Other manufacturing Semiannual Economic Forecast highlights: Production capacity is expected decrease 3.6 percent in 2020, a swing from the 3.3-percent growth expected in December. Capital expenditures are projected to contract 19.1 percent, a 17-point change from December’s forecast. Employment is expected to contract 5.3 percent for 2020, against the nominal growth projected in December. Prices for 2020 are projected to be down 1.6 percent after 1.1-percent growth was predicted in December. Five of the six big industry sectors are contracting, Fiore said.
The picture is similar in the non-manufacturing sector, said Anthony Nieves, CPSM, C.P.M., A.P.P., CFPM, Chair of the ISM Non-Manufacturing Business Survey Committee. “All 18 industries are forecasting decreased revenues for 2020,” he said. Employment — a true indication of the health of the services sector, he said — is expected to decrease by a net average of 3 percent. “Capital expenditures are also down considerably — we predicted an increase in December of a 1.3 percent; the forecast is now at negative-13.4 percent,” he said.
For the year, prices — which currently are up 4 percent, according to supply managers — are expected to decrease by 0.1 percent for the balance of the year for an average increase of 3.9 percent, Nieves said.
Fiore said that the Semiannual Economic Forecast is consistent with the April Manufacturing ISM® Report On Business® data. While the monthly ISM® Report On Business® is designed to give a current economic snapshot by measuring the previous month’s activity in the manufacturing and non-manufacturing sectors, the Semiannual Economic Forecast, released in May and December, gauges the general business outlook for the coming months.
In the Manufacturing ISM® Report On Business®, the composite PMI® was 41.5 percent in April — signaling that the U.S. economy fell into contraction after 131 consecutive months of growth. Some elements of the manufacturing sector hit historic lows. The Non-Manufacturing ISM® Report On Business® featured an NMI® reading of 41.8 percent in April, ending a 122-month period of growth.
Semiannual Economic Forecast numbers indicate that, as 2020 progresses, supply managers expect the beginnings of a recovery. That the projected 2020 manufacturing revenue decline is 10.3 percent — and not a greater decrease — “indicates that we’re going to see some kind of growth before the year is over,” Fiore said. Other numbers, including the expected prices-change percentage — also support that, he said.
“The lack of investment in durable goods is concerning, but those are long-term investments,” he said. Last year, there was 6.4-percent growth in capital expenditures, he noted, adding, “We thought that would probably be sufficient going into 2020, but at a 19.1-percent decline for the rest of the year, there is obvious concern about investing for 2021,” he said.
Fiore continued: “We can’t predict what recovery is going to look like, but there definitely will be a recovery.
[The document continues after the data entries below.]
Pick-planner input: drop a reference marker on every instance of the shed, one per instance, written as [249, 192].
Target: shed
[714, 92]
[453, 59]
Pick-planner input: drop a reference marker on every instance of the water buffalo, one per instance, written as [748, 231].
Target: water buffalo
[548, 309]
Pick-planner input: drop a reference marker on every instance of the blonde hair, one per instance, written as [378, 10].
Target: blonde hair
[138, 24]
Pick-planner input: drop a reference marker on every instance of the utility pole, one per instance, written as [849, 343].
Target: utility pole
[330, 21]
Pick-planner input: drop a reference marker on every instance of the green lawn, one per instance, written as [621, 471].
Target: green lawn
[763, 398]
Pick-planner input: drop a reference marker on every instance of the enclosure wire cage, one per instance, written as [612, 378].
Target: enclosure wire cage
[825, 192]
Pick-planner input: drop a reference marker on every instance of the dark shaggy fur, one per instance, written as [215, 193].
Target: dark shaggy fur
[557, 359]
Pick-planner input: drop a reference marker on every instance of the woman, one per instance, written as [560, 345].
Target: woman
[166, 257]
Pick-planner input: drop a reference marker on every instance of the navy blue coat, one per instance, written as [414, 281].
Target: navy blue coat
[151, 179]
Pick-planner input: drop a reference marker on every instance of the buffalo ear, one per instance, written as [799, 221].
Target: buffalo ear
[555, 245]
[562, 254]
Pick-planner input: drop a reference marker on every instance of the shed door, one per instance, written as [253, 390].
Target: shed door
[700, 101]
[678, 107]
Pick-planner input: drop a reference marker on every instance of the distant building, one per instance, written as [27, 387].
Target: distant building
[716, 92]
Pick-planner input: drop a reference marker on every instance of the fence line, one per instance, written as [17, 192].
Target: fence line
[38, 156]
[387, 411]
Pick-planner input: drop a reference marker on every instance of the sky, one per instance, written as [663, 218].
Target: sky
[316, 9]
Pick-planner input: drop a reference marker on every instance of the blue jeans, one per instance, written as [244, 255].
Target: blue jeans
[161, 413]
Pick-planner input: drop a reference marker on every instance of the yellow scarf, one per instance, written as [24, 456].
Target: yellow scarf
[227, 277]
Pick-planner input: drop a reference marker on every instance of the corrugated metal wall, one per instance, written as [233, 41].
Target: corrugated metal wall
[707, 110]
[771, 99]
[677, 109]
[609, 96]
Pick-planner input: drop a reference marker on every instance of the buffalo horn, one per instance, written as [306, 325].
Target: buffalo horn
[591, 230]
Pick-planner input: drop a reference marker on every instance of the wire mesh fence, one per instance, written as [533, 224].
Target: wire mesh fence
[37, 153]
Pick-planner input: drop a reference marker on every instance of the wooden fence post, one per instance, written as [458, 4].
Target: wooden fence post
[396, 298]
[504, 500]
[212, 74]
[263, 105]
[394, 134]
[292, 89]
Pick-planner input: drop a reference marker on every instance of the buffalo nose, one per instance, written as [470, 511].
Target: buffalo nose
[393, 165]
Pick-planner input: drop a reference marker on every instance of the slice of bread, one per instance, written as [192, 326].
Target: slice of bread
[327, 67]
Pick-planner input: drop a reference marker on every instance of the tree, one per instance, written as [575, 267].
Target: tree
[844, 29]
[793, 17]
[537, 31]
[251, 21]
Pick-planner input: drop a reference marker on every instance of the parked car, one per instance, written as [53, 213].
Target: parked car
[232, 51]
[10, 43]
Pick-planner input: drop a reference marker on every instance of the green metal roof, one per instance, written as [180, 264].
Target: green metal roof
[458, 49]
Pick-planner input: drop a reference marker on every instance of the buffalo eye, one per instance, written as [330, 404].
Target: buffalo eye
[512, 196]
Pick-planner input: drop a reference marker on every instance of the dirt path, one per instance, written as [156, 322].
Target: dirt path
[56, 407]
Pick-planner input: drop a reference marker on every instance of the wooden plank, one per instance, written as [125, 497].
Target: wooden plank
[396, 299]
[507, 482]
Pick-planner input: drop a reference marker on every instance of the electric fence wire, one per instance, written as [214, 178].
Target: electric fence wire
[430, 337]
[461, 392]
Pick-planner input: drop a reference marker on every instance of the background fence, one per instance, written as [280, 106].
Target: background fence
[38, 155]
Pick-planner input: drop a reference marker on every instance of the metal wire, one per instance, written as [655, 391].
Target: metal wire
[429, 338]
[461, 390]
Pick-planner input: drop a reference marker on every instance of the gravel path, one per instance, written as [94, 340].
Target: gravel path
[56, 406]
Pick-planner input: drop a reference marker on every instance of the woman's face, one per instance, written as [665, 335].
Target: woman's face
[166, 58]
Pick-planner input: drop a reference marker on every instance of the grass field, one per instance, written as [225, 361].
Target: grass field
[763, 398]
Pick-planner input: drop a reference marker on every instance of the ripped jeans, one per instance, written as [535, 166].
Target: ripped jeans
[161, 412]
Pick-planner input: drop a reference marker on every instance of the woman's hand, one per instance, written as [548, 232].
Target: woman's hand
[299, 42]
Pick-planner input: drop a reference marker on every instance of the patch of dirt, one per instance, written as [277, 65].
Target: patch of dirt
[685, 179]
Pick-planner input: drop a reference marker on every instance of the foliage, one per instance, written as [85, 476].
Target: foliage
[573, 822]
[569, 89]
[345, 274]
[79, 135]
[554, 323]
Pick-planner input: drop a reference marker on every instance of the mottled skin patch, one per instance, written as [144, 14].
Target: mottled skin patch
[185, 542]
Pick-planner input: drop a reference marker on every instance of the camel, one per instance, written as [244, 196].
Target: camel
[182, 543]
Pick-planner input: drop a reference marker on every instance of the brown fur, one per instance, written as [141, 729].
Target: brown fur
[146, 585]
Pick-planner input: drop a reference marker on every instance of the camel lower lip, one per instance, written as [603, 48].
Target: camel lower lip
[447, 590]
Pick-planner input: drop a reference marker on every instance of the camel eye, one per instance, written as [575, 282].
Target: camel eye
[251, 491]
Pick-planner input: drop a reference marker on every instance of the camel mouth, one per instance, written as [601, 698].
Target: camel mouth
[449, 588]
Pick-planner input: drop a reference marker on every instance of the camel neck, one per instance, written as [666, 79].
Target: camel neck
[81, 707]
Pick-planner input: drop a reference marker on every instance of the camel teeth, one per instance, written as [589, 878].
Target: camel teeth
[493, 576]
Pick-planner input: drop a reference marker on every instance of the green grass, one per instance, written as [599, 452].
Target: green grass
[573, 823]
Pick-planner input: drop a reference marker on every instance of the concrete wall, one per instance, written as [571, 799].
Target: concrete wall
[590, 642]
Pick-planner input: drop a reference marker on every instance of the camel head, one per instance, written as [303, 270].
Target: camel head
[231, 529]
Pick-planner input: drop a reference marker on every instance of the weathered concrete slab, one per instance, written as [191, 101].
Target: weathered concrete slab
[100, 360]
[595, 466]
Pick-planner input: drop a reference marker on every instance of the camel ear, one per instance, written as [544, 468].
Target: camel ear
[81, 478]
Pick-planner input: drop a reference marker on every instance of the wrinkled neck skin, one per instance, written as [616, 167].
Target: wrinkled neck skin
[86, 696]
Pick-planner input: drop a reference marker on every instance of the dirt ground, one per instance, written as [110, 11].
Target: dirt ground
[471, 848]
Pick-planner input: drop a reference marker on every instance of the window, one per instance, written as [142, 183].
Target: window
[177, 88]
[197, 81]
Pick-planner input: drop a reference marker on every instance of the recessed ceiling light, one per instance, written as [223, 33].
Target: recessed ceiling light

I think don’t people are thinking that there is going to be a big recovery in the second quarter. The thought is in the third quarter (Q3) and possibly late Q3. We’ll see what the May PMI® says.” He doesn’t expect May’s PMI® to significantly change from April’s. “That will give us a good indication because will essentially have had two fairly solid months of stable change, not rapid decline like we had at the end of March,” Fiore said.
Nieves added, “It’s going to be interesting to see how this recovery pans out, especially in some of the industries and the companies within those particular industries” — notably Arts, Entertainment & Recreation and Food, Beverage & Tobacco Products. “Yes, people are antsy and want to get back (to work),” he noted. But social distancing and other COVID-19 safety measures will affect services-sector industries’ volume and capacity during the recovery, he said.
“It’ll be a matter of consumers’ psyche and confidence levels going forward,” Nieves said. “This will dramatically change how business is conducted in some of the service areas. So, it remains to be seen — but yes, there will be a recovery; it is just a matter of how protracted it is and its length of time.”